According to the present invention, a large amount of trimethylaluminum and a large amount of ammonia are introduced into the reactor as raw material gases, to be able to fabricate an Al-rich AlGaInN (x+y+z=1, x greater than 0.5, yxe2x89xa70, Zxe2x89xa70) film or an AlN film in good quality at a higher film growth rate by a MOCVD method.
In the present invention, the substrate may be made of oxide single crystal such as sapphire single crystal, ZnO single crystal, LiAlO2 single crystal, LiGaO2 single crystal, MgAl2O4 single crystal, or MgO single crystal, IV single crystal or IV-IV single crystal such as Si single crystal or SiC single crystal, III-V single crystal such as GaAs single crystal, AlN single crystal, GaN single crystal or AlGaN single crystal, and boride single crystal such as ZrB2. Moreover, the substrate may be made of an epitaxial substrate composed of a base material made of the above-mentioned single crystal and an epitaxial film made of oxide single crystal such as ZnO single crystal or MgO single crystal, IV single crystal or IV-IV single crystal such as Si single crystal or SiC single crystal, III-V single crystal such as GaAs single crystal, InP single crystal, AlN single crystal, GaN single crystal or AlGaN single crystal, and boride single crystal such as ZrB2.
This invention also relates to an apparatus for fabricating a III-V nitride film using a MOCVD method, including a reactor prepared horizontally, a susceptor to hold a substrate thereon installed in the reactor, a heater to heat the substrate to a predetermined temperature via the susceptor, and a cooling means to directly cool down at least the portion of the inner wall of the reactor opposite to the substrate.
In a preferred embodiment of the fabricating apparatus of the present invention, the portions of the inner wall of the reactor opposite to the susceptor and in the upper stream from the substrate of the raw material gases are cooled down with the cooling means.
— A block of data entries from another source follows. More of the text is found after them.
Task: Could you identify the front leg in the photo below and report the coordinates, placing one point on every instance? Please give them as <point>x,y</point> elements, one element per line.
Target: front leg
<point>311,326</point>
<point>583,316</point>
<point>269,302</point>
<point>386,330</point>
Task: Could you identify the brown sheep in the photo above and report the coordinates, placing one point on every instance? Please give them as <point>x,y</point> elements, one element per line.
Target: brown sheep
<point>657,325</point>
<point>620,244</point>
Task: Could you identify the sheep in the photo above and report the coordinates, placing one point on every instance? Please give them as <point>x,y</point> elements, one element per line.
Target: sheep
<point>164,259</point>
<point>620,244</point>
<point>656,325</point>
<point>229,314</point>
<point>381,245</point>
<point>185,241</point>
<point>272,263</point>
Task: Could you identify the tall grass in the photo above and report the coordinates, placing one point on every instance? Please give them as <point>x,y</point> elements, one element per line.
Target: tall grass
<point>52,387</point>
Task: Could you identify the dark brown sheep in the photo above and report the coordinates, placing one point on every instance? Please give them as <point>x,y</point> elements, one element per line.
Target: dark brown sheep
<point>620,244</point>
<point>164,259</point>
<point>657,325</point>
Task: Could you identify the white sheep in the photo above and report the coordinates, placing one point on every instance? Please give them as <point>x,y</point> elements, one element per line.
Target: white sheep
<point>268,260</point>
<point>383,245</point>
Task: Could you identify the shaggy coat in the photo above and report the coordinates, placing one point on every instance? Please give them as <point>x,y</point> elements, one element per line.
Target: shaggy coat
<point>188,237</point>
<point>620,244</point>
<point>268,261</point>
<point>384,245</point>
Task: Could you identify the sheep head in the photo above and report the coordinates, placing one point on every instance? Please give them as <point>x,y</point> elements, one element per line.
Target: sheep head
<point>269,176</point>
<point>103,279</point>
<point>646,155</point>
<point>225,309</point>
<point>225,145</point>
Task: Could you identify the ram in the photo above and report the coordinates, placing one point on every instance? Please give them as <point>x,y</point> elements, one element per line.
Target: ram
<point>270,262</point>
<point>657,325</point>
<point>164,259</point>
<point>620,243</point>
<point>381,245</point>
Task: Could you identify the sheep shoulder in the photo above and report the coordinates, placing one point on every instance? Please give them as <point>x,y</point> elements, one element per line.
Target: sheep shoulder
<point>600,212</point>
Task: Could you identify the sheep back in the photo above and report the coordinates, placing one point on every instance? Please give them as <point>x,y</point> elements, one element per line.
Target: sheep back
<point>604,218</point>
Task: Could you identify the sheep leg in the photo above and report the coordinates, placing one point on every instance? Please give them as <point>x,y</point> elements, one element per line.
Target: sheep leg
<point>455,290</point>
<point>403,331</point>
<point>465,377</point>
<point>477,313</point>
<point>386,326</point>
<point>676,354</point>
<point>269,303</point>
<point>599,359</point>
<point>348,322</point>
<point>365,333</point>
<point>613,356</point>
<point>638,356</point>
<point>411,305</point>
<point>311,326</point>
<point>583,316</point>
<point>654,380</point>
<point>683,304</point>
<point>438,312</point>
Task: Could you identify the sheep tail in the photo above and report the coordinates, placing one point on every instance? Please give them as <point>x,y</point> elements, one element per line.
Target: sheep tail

In this case, two cooling jackets may be prepared for the portions opposite to the susceptor and in the upper stream from the substrate. The cooling jacket may be made of stainless steel. As a result, the configuration of the apparatus is simplified, and thus, the cost of the apparatus can be lowered
In another preferred embodiment of the fabricating apparatus of the present invention, the cooling means includes a cooling jacket directly attached to or built in the inner wall of the reactor, a pump to circulate a cooling medium through the cooling jacket and a cooling medium temperature-controlling instrument. As the cooling medium, water may be exemplified.
In still another preferred embodiment of the fabricating apparatus of the present invention, the reactor with the cooling means is covered with a housing entirely, and another cooling means is provided on the outer side of the housing. In this case, the whole of the reactor can be cooled down effectively.
In a further preferred embodiment of the fabricating apparatus of the present invention, the reactor is made of stainless steel entirely, and the whole of the reactor is cooled down directly with the cooling means. In this case, the configuration of the reactor can be simplified, and thus, the fabricating cost of a III-V nitride film can be reduced.